Economic Drivers of Puerto Rican Migration

Most historical analyses rely purely on text, but numbers often tell the most compelling stories of demographic shifts. This project is a comprehensive, interactive data visualization website that tracks and analyzes the profound economic drivers behind Puerto Rican migration to the mainland United States from 1950 to 2024.

View the Interactive Website | View on GitHub


Data-Driven Storytelling

The project bridges the gap between historical literature (specifically Piri Thomas’s Down These Mean Streets) and quantitative demographic realities. By fusing literary analysis with deep datasets from the U.S. Census Bureau, IPUMS USA, and Federal Reserve Economic Data (FRED), the platform visualizes the structural forces that drove mass displacement and resettlement.

The Three Eras of Migration

The interactive experience guides users through three distinct historical phases:

  1. The Great Migration (1950s–1970s): Driven by Operation Bootstrap’s shift from agriculture to manufacturing, displacing hundreds of thousands of workers who hyper-concentrated in New York City (representing 88% of mainland Puerto Ricans in 1940).
  2. The Dispersion (1980s–2000s): The shift away from New York and the rise of a U.S.-born mainland majority—the “Nuyorican” shift.
  3. The Modern Exodus (2010s–Present): Driven by modern debt crises and natural disasters, visualizing the massive geographic reorientation toward Florida and the American South.

Technical Implementation

The website is explicitly designed for smooth, scroll-driven storytelling.

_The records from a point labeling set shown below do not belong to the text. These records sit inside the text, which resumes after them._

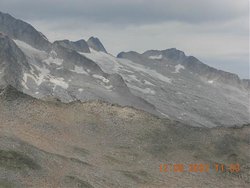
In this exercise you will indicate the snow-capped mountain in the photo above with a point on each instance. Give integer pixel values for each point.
(166, 83)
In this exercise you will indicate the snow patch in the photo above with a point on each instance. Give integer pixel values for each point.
(79, 70)
(145, 91)
(178, 68)
(105, 80)
(52, 60)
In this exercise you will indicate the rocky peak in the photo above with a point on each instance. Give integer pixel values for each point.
(96, 44)
(80, 45)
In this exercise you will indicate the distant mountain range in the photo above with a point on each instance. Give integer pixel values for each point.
(166, 83)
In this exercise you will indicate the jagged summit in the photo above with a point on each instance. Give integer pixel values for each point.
(96, 44)
(166, 83)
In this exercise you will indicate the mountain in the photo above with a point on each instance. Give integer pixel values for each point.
(96, 44)
(166, 83)
(59, 71)
(96, 144)
(181, 87)
(80, 45)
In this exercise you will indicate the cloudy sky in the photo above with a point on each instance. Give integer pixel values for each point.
(215, 31)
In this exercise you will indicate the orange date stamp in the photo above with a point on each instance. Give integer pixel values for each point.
(199, 168)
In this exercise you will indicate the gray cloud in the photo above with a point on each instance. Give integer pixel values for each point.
(129, 11)
(215, 31)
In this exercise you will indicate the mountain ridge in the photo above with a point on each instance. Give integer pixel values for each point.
(166, 83)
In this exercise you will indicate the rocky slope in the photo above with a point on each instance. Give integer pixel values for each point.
(99, 145)
(166, 83)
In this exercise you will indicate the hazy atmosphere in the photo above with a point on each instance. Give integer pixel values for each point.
(217, 32)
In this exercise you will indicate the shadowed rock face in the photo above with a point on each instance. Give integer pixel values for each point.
(96, 44)
(17, 29)
(166, 83)
(13, 63)
(96, 144)
(173, 57)
(58, 72)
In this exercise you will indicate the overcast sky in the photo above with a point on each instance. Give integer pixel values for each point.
(215, 31)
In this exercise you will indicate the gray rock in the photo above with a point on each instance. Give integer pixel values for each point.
(96, 44)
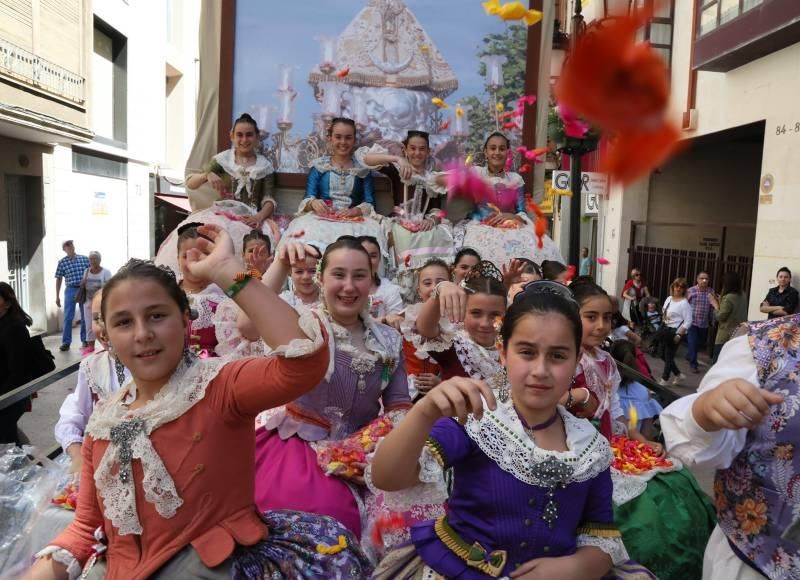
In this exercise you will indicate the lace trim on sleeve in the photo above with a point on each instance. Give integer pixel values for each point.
(311, 327)
(614, 547)
(362, 152)
(431, 489)
(63, 557)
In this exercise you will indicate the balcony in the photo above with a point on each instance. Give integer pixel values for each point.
(732, 33)
(28, 69)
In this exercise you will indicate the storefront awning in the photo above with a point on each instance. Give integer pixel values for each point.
(179, 201)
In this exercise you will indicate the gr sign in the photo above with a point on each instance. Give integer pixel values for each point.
(593, 187)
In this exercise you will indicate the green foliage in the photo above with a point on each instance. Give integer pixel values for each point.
(513, 43)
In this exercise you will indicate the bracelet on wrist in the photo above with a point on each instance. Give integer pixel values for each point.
(241, 280)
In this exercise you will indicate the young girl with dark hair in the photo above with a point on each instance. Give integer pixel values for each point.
(167, 478)
(243, 181)
(364, 379)
(459, 324)
(340, 194)
(671, 547)
(466, 259)
(532, 487)
(204, 296)
(501, 227)
(419, 229)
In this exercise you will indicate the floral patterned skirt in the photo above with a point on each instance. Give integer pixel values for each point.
(302, 545)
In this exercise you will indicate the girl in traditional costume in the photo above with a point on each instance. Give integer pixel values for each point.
(741, 430)
(479, 303)
(340, 197)
(672, 544)
(365, 378)
(385, 299)
(244, 180)
(500, 227)
(167, 477)
(532, 486)
(204, 296)
(99, 376)
(419, 230)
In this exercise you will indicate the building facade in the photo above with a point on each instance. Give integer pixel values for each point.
(728, 200)
(97, 113)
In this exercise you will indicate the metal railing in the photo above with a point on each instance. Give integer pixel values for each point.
(23, 65)
(34, 386)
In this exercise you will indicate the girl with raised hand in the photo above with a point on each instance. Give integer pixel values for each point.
(424, 372)
(385, 300)
(243, 181)
(500, 227)
(460, 323)
(204, 296)
(340, 196)
(671, 548)
(167, 477)
(466, 259)
(365, 378)
(419, 229)
(544, 513)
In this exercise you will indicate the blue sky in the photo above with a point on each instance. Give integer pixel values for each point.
(271, 33)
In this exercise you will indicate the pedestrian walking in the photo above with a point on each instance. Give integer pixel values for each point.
(677, 321)
(699, 296)
(70, 269)
(730, 310)
(781, 300)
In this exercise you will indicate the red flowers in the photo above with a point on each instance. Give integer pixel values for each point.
(622, 86)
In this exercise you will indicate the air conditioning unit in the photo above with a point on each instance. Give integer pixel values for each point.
(690, 120)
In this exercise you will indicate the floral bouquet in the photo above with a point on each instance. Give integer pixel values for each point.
(635, 458)
(346, 458)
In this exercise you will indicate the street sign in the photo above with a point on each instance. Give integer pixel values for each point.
(593, 186)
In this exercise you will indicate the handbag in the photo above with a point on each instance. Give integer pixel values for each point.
(80, 296)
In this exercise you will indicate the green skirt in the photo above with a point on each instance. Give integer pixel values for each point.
(667, 528)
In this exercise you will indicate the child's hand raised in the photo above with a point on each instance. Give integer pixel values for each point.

  • Frontend: Built with vanilla HTML/CSS, utilizing CSS animations (IntersectionObserver) for staggered, fade-in loading of text and graphs as the user scrolls.
  • Data Visualization: Employs Python (Pandas) and Plotly to generate rich, interactive HTML charts. These standalone interactive iframe graphs allow users to hover over data points, zoom into specific timelines, and toggle demographic variables natively in the browser without a backend server.
  • Data Engineering: Cleaned, processed, and merged multiple decades of raw IPUMS microdata and historical census records to create continuous time-series analyses.